To help differentiate between what was once Asperger’s Syndrome, PDD-NOS, and autistic disorder, the American Psychiatric Association (APA) will propose severity criteria. These criteria are currently unavailable.
The APA has listed two rationale for the proposed changes:
- Differentiation of autism spectrum disorder from typical development and other “nonspectrum” disorders is done reliably and with validity; while distinctions among disorders have been found to be inconsistent over time, variable across sites and often associated with severity, language level or intelligence rather than features of the disorder.

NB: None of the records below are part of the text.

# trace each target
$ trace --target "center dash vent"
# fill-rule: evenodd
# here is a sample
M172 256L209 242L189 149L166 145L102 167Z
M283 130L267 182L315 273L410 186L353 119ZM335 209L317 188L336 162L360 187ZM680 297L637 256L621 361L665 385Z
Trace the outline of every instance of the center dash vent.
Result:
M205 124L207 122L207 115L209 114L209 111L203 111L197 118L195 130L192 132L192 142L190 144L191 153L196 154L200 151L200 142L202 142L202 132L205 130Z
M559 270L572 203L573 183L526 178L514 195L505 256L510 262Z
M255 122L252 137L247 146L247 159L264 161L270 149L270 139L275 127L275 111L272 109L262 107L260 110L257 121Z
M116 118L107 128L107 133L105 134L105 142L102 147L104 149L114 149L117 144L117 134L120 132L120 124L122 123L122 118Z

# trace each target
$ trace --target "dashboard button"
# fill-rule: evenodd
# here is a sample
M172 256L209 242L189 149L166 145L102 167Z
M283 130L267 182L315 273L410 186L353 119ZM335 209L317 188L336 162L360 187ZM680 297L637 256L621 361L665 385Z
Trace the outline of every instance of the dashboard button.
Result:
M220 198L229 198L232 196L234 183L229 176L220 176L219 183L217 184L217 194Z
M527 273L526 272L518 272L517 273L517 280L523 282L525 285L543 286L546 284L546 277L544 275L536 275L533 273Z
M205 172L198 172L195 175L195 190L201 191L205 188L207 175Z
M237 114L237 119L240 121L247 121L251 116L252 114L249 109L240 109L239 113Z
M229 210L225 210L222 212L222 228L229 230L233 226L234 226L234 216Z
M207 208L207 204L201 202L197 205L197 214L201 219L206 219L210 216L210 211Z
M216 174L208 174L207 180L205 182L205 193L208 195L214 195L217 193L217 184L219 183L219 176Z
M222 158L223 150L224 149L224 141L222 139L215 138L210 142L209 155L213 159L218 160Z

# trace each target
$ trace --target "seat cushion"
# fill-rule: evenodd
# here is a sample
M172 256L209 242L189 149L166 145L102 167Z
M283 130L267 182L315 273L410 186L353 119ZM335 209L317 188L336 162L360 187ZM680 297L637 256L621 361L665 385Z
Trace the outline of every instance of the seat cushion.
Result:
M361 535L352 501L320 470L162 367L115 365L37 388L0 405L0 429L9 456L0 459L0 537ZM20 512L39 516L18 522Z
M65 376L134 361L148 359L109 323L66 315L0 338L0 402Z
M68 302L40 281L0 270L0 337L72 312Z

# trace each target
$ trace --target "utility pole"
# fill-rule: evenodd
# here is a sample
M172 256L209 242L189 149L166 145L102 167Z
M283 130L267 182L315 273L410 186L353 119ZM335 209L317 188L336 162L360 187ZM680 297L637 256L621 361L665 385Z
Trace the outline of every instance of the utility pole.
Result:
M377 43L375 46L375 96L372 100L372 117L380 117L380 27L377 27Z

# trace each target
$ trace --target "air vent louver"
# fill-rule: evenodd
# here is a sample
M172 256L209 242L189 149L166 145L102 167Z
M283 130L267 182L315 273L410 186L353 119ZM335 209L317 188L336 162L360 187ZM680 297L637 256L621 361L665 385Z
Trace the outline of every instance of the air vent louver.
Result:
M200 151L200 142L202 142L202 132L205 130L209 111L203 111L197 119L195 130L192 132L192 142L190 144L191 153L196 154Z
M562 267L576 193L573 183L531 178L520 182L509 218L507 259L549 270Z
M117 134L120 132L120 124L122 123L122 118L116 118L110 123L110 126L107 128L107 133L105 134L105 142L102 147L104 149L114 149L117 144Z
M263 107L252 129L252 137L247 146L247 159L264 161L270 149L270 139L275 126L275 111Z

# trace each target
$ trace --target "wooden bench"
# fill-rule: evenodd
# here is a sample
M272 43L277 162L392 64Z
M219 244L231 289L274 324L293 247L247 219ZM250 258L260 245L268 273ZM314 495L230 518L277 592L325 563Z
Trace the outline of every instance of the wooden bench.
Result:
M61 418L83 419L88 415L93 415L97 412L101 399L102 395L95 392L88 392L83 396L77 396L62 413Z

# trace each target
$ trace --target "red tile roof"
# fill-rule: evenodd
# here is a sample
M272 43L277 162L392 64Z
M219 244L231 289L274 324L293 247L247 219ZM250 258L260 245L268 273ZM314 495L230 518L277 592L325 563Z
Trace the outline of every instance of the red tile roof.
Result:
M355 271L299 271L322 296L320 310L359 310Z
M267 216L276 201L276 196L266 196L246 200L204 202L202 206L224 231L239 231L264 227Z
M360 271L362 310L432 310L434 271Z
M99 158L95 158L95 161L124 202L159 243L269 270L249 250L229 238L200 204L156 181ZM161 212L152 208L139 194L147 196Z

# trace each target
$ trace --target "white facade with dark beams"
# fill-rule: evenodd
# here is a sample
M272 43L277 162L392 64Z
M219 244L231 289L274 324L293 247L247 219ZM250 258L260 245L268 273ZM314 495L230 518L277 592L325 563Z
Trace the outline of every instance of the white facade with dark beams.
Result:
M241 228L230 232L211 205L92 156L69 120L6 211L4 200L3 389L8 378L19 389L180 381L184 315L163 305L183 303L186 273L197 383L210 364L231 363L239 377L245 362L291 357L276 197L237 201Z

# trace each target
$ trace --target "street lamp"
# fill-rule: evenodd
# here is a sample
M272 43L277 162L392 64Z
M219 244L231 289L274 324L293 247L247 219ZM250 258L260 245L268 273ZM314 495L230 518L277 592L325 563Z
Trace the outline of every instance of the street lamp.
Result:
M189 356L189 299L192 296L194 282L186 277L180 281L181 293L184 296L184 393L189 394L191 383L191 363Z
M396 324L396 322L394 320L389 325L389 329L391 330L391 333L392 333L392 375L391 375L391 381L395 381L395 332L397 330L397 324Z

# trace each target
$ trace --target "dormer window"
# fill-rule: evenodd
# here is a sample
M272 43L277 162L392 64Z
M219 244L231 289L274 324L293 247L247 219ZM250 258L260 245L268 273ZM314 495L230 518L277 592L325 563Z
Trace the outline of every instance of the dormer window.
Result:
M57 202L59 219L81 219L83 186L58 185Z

- Because autism is defined by a common set of behaviors, it is best represented as a single diagnostic category that is adapted to the individual’s clinical presentation by inclusion of clinical specifiers (e.g., severity, verbal abilities and others) and associated features (e.g., known genetic disorders, epilepsy, intellectual disability and others.) A single spectrum disorder is a better reflection of the state of knowledge about pathology and clinical presentation; previously, the criteria were equivalent to trying to “cleave meatloaf at the joints”.
I’m curious what your thoughts are about the changes. Will these new changes affect the services that your child receives through the state or health insurance?